Fuegas lächelt. »Oder das. Genau.« Dann strafft er sich und streicht über seine Anzugjacke. »Nun mal ganz ernsthaft. Dieses Gerät ist Gold wert. Mit diesem Gerät könnten wir weit mächtiger werden, als wir es uns vorstellen können. Loyalität und Illoyalität, darauf kommt es doch bei uns an, oder Pablo?«
»Ja, darauf kommt es wirklich an.«
Der Professor sieht zu Fuegas, dann zu mir. »Wie sicher ist das?«, frage ich ihn.

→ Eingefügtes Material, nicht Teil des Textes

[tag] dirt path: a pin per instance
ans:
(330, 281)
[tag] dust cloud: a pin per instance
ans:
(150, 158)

»Sehr sicher. Grundlage ist mein Algorithmus zur Erkennung von emotionalen Zuständen.«
»Und das macht die Software?«
Der Professor ist in seinem Element. »Genau, Herr Esteban. Die Software filtert die Daten nach dem von mir entwickelten Algorithmus. Hier geht es um Frequenzen, meine Herren. Wir sind Sender. Man muss nur das Gesendete lesen können.«
»Aber wir brauchen Sie, nicht wahr, Professor?«
Er sieht mich an, dann Fuegas und setzt sich. »Äh, ja, also anfangs schon. Ich versuche eine Art User-Interface zu programmieren, so dass es allgemein verständlich ist.«
Ich nicke. »Und jetzt noch eine letzte Frage: Was soll es kosten?« Miguel schweigt und starrt mich an. »Na, kommen Sie, Professor. Sagen Sie bloß, da haben Sie noch nicht drüber nachgedacht«, fragt Fuegas.
»Nein«, antwortet er. Seine Stimme ist kratzig. Er hat tatsächlich noch nicht darüber nachgedacht. Wie ein nasser Lumpen sinkt er in den Stuhl und mustert seine Geräte. Ein echter Wissenschaftler.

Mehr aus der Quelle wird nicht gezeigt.